ReuseDroid: A VLM-empowered Android UI Test Migrator Boosted by Active Feedback
Xiaolei Li, Jialun Cao, Yepang Liu, Shing-Chi Cheung, Hailong Wang
TL;DR
This paper tackles the challenge of migrating Android GUI tests when the source and target apps encode different operational logic. It introduces ReuseDroid, a multi-agent framework powered by Large Vision-Language Models that operates offline to distill a test skeleton (target functionality, key steps, stop condition) and online to explore the target app using visual context and iterative feedback. The Test Analyzer, Planner, Execution, and Feedback agents work together to eliminate redundant steps, infer transferable logic, and correct missteps through a constraint-aware, vision-enabled exploration loop. Evaluated on LinPro, ReuseDroid achieves up to 90.3% migration success, significantly outperforming mapping-based and other LLM-based baselines, demonstrating strong potential for scalable GUI test migration in real-world app ecosystems.
Abstract
GUI testing is an essential quality assurance process in mobile app development. However, the creation and maintenance of GUI tests for mobile apps are resource-intensive and costly. Recognizing that many apps share similar functionalities, researchers have proposed various techniques to migrate GUI tests from one app to another with similar features. For example, some techniques employ mapping-based approaches to align the GUI elements traversed by the tests of a source app to those present in the target app.
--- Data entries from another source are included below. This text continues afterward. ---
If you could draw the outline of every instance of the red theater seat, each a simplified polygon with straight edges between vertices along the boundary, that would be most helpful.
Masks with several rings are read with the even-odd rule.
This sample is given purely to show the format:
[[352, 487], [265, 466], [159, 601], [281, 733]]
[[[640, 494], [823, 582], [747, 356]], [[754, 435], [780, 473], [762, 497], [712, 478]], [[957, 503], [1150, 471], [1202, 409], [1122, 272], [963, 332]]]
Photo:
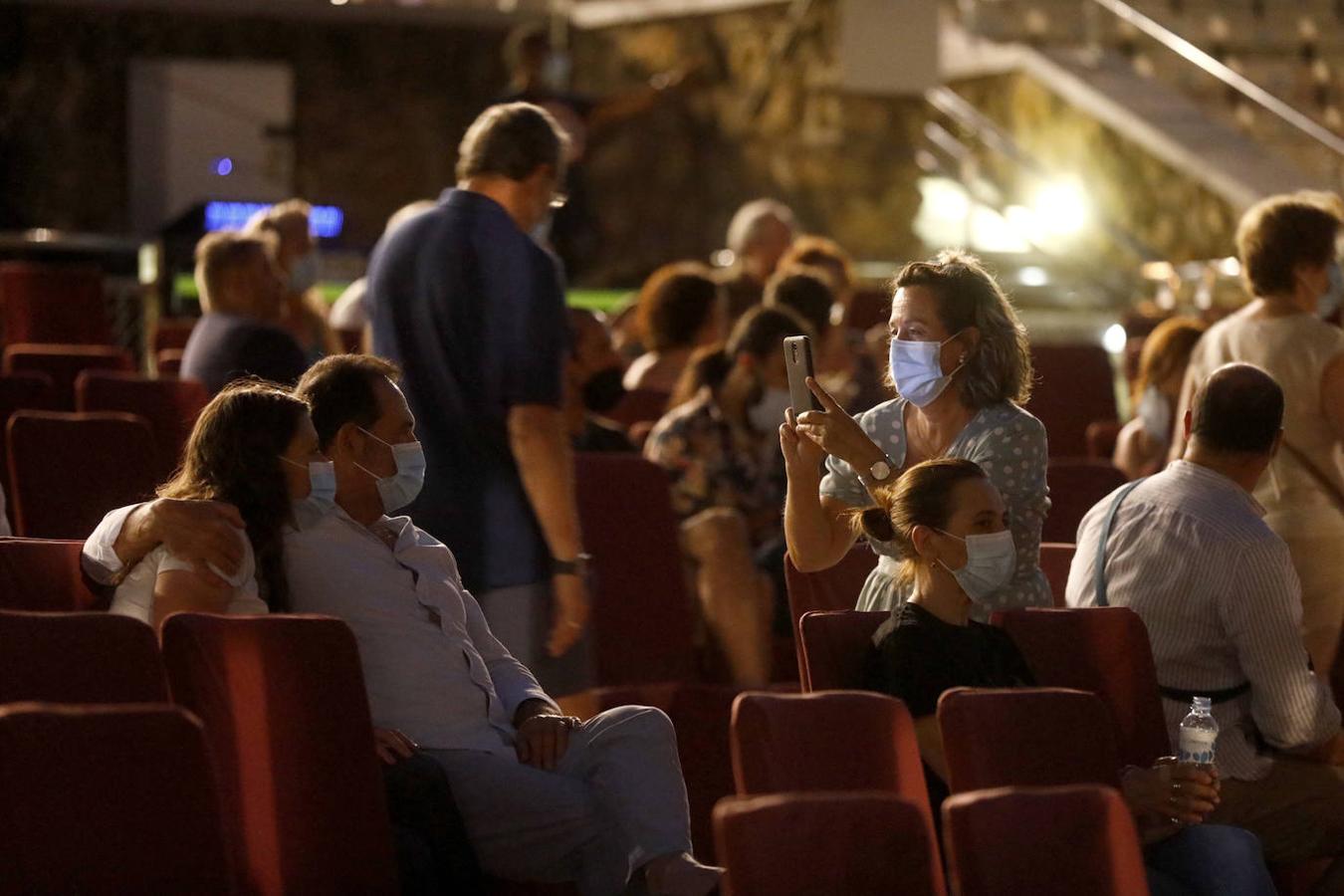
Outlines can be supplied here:
[[597, 682], [689, 681], [695, 615], [667, 473], [632, 454], [578, 454], [575, 477]]
[[1129, 809], [1110, 787], [974, 791], [942, 805], [960, 896], [1148, 896]]
[[0, 704], [167, 703], [159, 641], [110, 613], [0, 610]]
[[0, 607], [103, 610], [108, 594], [89, 587], [79, 568], [82, 541], [0, 539]]
[[925, 821], [935, 892], [942, 892], [929, 790], [906, 705], [857, 690], [743, 693], [732, 704], [738, 795], [878, 790], [909, 799]]
[[173, 700], [206, 724], [247, 892], [395, 893], [396, 866], [355, 637], [325, 617], [179, 613]]
[[1171, 752], [1148, 629], [1129, 607], [1007, 610], [995, 625], [1031, 666], [1036, 684], [1101, 697], [1116, 725], [1121, 763], [1150, 766]]
[[175, 707], [0, 708], [0, 895], [233, 893], [200, 723]]
[[859, 610], [805, 614], [800, 626], [804, 690], [862, 689], [872, 635], [888, 618], [891, 614], [886, 611]]
[[133, 414], [17, 411], [7, 438], [15, 535], [83, 539], [159, 482], [153, 434]]
[[784, 556], [784, 583], [789, 591], [789, 615], [793, 618], [793, 639], [798, 654], [798, 680], [806, 681], [808, 666], [802, 656], [802, 630], [798, 627], [805, 613], [820, 610], [853, 610], [868, 574], [878, 566], [878, 555], [866, 544], [859, 544], [844, 555], [840, 563], [820, 572], [800, 572], [789, 555]]
[[1129, 480], [1110, 461], [1055, 459], [1046, 470], [1050, 513], [1040, 531], [1042, 541], [1071, 544], [1087, 510]]
[[110, 345], [34, 345], [19, 344], [4, 349], [4, 372], [46, 373], [55, 386], [55, 407], [75, 408], [75, 377], [83, 371], [134, 369], [130, 353]]
[[923, 814], [883, 793], [730, 797], [714, 810], [732, 896], [931, 896]]
[[208, 403], [210, 392], [195, 380], [152, 380], [110, 371], [85, 371], [75, 380], [77, 410], [124, 411], [149, 422], [159, 446], [155, 478], [160, 482], [177, 467], [191, 427]]
[[112, 343], [102, 274], [75, 265], [0, 265], [0, 312], [11, 343]]
[[954, 688], [938, 700], [948, 787], [1120, 786], [1110, 716], [1063, 688]]

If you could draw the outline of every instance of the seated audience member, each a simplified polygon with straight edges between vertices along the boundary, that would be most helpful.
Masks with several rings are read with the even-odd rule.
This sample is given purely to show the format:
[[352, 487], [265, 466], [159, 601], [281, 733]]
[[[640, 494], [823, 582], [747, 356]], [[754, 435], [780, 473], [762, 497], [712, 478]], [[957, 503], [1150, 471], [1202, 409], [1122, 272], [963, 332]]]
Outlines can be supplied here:
[[[392, 216], [387, 219], [387, 226], [383, 228], [383, 236], [392, 232], [406, 222], [409, 222], [415, 215], [426, 212], [434, 207], [434, 200], [431, 199], [418, 199], [409, 206], [402, 206], [392, 212]], [[336, 330], [363, 330], [368, 326], [368, 309], [364, 308], [364, 296], [368, 294], [368, 278], [360, 277], [347, 286], [336, 304], [332, 305], [332, 312], [327, 318], [332, 329]]]
[[[343, 619], [359, 643], [374, 724], [448, 772], [487, 873], [578, 881], [616, 895], [711, 892], [689, 853], [685, 786], [668, 717], [622, 707], [579, 723], [491, 634], [452, 551], [388, 513], [423, 481], [395, 365], [323, 359], [297, 394], [336, 469], [336, 506], [296, 506], [285, 572], [296, 613]], [[106, 535], [106, 533], [105, 533]], [[114, 533], [113, 533], [114, 537]]]
[[564, 422], [575, 451], [633, 451], [634, 445], [606, 414], [625, 395], [625, 364], [612, 334], [590, 310], [569, 309], [573, 351], [564, 364]]
[[[227, 571], [210, 564], [200, 568], [164, 544], [145, 552], [151, 532], [141, 523], [151, 505], [114, 510], [86, 551], [95, 567], [124, 572], [112, 613], [157, 629], [164, 617], [181, 610], [286, 610], [281, 527], [290, 519], [292, 502], [329, 504], [335, 489], [331, 477], [304, 402], [270, 383], [224, 387], [200, 412], [183, 450], [181, 469], [159, 486], [159, 497], [227, 505], [220, 513], [239, 525], [231, 529], [237, 545], [227, 552], [237, 564], [228, 563]], [[132, 564], [133, 557], [142, 559]]]
[[1144, 340], [1134, 380], [1134, 419], [1120, 431], [1113, 458], [1129, 478], [1152, 476], [1167, 466], [1185, 365], [1206, 329], [1208, 325], [1198, 317], [1172, 317]]
[[[780, 430], [789, 556], [804, 572], [835, 566], [853, 547], [849, 513], [872, 504], [870, 489], [921, 461], [960, 457], [978, 463], [1008, 501], [1017, 549], [1012, 576], [992, 590], [980, 586], [972, 615], [984, 622], [993, 610], [1048, 607], [1039, 566], [1048, 451], [1046, 427], [1020, 407], [1031, 395], [1025, 328], [999, 283], [962, 253], [906, 265], [895, 286], [888, 364], [899, 396], [851, 418], [813, 386], [825, 410], [797, 420], [790, 411]], [[913, 588], [896, 576], [899, 551], [868, 543], [880, 559], [857, 609], [896, 610]]]
[[[774, 433], [789, 406], [782, 341], [806, 332], [792, 312], [754, 308], [727, 345], [706, 349], [679, 388], [684, 403], [649, 434], [644, 455], [672, 478], [683, 548], [700, 606], [734, 681], [770, 677], [770, 622], [782, 576], [784, 462]], [[753, 557], [769, 557], [754, 560]]]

Other test migration techniques have also been proposed to leverage large language models (LLMs) by adapting the GUI tasks in source tests. However, these techniques are ineffective in dealing with different operational logic between the source and target apps. The semantics of GUI elements may not be correctly inferred due to the missing analysis of these flows. In this work, we propose REUSEDROID, a novel multiagent framework for GUI test migration empowered by Large Vision-Language Models (VLMs). REUSEDROID is powered by multiple VLM-based agents, each tackling a stage of the test migration process by leveraging the relevant visual and textual information embedded in GUI pages. An insight of REUSEDROID is to migrate tests based only on the core logic shared across similar apps, while their entire operational logic could differ. We evaluate REUSEDROID on LinPro, a new test migration dataset that consists of 578 migration tasks for 39 popular apps across 4 categories. The experimental result shows that REUSEDROID can successfully migrate 90.3% of the migration tasks, outperforming the best mapping-based and LLM-based baselines by 318.1% and 109.1%, respectively.